If correct, then perhaps work has become an idol for some people. Could this mean that the stigmatization of play that we see comes not from the notion of play itself, but from the view of work? If work has a quasi-religious status and play detracts from work, then ipso facto, play becomes a problem and could even take on the identity of a sin in such a culture. At best, one could treat play as something fine for children, but the adults know better.

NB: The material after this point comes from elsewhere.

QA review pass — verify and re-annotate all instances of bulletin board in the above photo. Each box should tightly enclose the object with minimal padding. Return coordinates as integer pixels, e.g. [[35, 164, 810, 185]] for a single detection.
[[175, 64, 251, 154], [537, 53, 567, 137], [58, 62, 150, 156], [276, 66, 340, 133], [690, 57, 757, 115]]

Malesic also sees from Maslach, the originator of the original burnout measurement index, that work becomes a way to find value in the world. Maslach recognizes the importance of having psychological needs met at work, writing, “The person who lacks close relationships with friends or family will be far more dependent on clients and colleagues for signs of appreciation.”[11] Malesic then says that when a person does not feel appreciated on the job or lacks community with coworkers, their ability to do the job deteriorates as a result.[12] Apathy sets in for workers which leads to a vicious cycle of less appreciation.

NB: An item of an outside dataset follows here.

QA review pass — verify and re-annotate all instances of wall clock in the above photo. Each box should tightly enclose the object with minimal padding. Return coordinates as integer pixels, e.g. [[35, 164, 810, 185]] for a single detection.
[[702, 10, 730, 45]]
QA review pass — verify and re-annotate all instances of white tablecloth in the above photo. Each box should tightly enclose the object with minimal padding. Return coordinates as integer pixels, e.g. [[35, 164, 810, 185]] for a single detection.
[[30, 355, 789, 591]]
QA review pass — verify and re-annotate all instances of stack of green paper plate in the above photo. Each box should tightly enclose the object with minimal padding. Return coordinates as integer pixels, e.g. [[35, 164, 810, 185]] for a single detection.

Malesic writes about working with a community of monks in New Mexico at a monastery called Christ in the Desert. These monks set specific work times and when the bell rings, work for the day stops. He writes about this saying “I asked Fr. Simeon, a monk who spoke with a confidence cultivated through the years he spent as a defense attorney, what you do when the 12:40 bell rings but you feel that your work is undone.
‘You get over it,’ he replied.”[13]
These monks do not doubt the importance of their work, but they have no franticness saying that everything must get completed entirely. If one thinks everything has to be done completely, it can lead to exhaustion. The workers who know that they have a reprieve can then get more productive when it comes to their other monk duties, like prayer, and then do more when they return to work the next day. They are also able to practice leniency on themselves and not demand of themselves more than they can do.

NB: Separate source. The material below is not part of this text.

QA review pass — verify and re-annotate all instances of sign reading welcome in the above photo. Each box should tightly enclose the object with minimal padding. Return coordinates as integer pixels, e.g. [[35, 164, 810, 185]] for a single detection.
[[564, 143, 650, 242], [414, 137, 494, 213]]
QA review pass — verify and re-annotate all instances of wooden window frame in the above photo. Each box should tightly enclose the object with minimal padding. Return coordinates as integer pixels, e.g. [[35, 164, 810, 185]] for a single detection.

Next time, we will cover something hopefully more fun, play.
In Christ,
Nick Peters
(And I affirm the virgin birth)
[1] Gilbert C. Meilander ed., Working: Its Meaning and Limits (Notre Dame, Indiana: University of Notre Dame Press, 2010), 2.
[2] Ibid., 43.
[3] Ibid., 45.
[4] Lester Dekoster, Work: The Meaning of Your Life (Grand Rapids, Michigan: Christian’s Library Press, 1982), 1.
[5] Malesic, Jonathan. The End of Burnout: Why Work Drains Us and How to Build Better Lives. University of California Press. Kindle Edition, 14.
[6] Ibid., 14
[7] Ben Witherington, Work: A Kingdom Perspective on Labor, (Grand Rapids, Michigan: Eerdmans, 2011), 2.
[8] Ibid., 3.
[9] For those interested in such an approach, I recommend The Conservative Heart by Arthur Brooks and When Helping Hurts by Steve Corbett and Brian Fikkert. Good books on economic principles to better help include Economics in One Lesson by Henry Hazlitt and anything by Thomas Sowell.
[10] Max Weber, The Protestant Ethic and the Spirit of Capitalism, (New York: Charles Scribner’s Sons, 1952), 72.
[11] Malesic, 30.
[12] Ibid., 65.
[13] Malesic, 176.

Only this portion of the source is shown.